IKEA says no to single-use plastic products by 2020

A new competitive business model: big players are encouraged to say no to single-use plastics.


The media have recently seen an outcry of sustainability needs both in (business) industries and the environment. Interests for eradicating single-use plastic bags have been on the rise and now IKEA is on in it, too. Last thursday (June 7th), The Guardian published an article on IKEA’s commitment to integrate sustainability-friendly products by eliminating single-use products by 2020 – just two days after World Environment Day. This is a big step forward for major business chains in making the move towards a more sustainable future – it might even inspire other leading industries to aim for the same.

IKEA and their environmental pledge
Governments globally have recognised the significant needs to address marine pollution as the proliferation of plastic bags have infiltrated the marine ecosystems. Countries have started to introduce levies and bans to fight against the issue. In the process, they have inspired IKEA to do the same by firstly eliminating plastic straws, bags and other single-use plastic items, also to promote their larger environmental pledge to become “people and planet positive” by 2030.
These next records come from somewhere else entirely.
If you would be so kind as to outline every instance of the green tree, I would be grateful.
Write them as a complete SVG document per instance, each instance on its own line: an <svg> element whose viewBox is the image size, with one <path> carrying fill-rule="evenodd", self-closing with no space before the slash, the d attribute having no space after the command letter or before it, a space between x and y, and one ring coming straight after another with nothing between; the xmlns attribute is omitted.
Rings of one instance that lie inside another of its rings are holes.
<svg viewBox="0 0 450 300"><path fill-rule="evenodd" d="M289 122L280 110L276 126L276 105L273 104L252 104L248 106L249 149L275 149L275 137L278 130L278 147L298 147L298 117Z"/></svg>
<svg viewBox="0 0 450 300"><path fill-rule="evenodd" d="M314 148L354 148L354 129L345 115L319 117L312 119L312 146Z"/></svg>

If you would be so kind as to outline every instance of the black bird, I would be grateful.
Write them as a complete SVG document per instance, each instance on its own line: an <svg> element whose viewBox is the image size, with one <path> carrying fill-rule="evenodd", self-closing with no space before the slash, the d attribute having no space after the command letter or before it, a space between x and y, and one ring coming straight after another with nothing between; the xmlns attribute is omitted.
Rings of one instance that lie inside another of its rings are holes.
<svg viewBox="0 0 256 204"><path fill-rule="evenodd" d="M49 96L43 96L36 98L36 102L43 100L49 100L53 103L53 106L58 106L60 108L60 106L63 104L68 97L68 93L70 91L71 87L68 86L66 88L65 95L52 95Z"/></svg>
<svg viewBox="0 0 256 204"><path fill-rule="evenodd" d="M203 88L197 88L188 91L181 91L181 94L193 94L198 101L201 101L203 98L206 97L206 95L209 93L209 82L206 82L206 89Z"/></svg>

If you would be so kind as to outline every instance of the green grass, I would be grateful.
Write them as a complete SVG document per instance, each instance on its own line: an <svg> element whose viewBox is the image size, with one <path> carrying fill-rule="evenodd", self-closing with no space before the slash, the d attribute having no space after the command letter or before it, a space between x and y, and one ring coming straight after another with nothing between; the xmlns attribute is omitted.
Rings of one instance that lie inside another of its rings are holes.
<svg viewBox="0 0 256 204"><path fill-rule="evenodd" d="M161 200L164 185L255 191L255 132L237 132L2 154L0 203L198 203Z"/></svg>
Business industries are shifting their focus, to find ways in which production and consumption can operate in a circular, rather than a linear model. Previous business models relied on single-use products to gain profit; fast production allowed for a place in the competitive industry. Nowadays, business models appreciate a circular mode of production whereby products sold can still be repaired, reused, and renewed instead of getting thrown away.
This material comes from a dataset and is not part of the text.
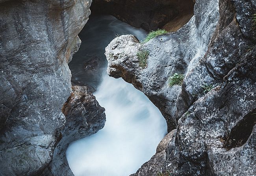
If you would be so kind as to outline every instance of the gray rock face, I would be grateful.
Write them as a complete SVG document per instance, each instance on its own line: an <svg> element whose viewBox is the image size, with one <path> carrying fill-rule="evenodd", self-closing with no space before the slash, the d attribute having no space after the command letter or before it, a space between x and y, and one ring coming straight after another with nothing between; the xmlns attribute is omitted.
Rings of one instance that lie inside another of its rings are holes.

Business industries are shifting their focus, to find ways in which production and consumption can operate in a circular, rather than a linear model

IKEA’s new way of production in working towards their environmental pledge is integrated in their product designs in optimising for quality and longevity and as such reparation, reselling and/or recycling of materials are valued. In further encouraging their environmental pledge on to consumers, they will also offer more plant-based meals and snacks in their restaurant.

World Environment Day
In accordance to World Environment Day on June 5th as declared by the UN, this year’s theme is “beat plastic pollution”. Plastic pollution accumulates in coastlines, forests, industrial areas, rivers, etc. – this is an alarming sign to start focusing on reducing, if not exterminating, the existence of single-use plastics. BBC News published an article on the actions of over 50 countries in restricting the use of plastics. In the article, head of UN Environment Erik Solheim said the following: “[…] Plastic isn’t the problem. It’s what we do with it.”

The biggest report on plastic pollution so far found that levies and taxes that are properly planned and enforced are among the most effective strategies to restrict plastic waste. In Ireland, there was a 90 percent decrease in plastic usage once tax was imposed. In China, the usage decreased by 60 to 80 percent in supermarkets, although finding accurate figures for informal markets was not gathered. In Vietnam, the government aims to increase levies five times in order to yield an extreme change in behaviour towards plastic use.

In Ireland, there was a 90 percent decrease in plastic usage once tax was imposed

Governments are slowly influencing businesses by encouraging them to adopt a similar environmental agenda. This just goes to show that collaboration between different actors is needed to incite change and further maintain it. “Change will only be possible if we collaborate with others and nurture entrepreneurship. We are committed to taking the lead working together with everyone – from raw material suppliers all the way to our customers and partners,” said Torbjörn Lööf, the chief executive of IKEA’s parent inter group.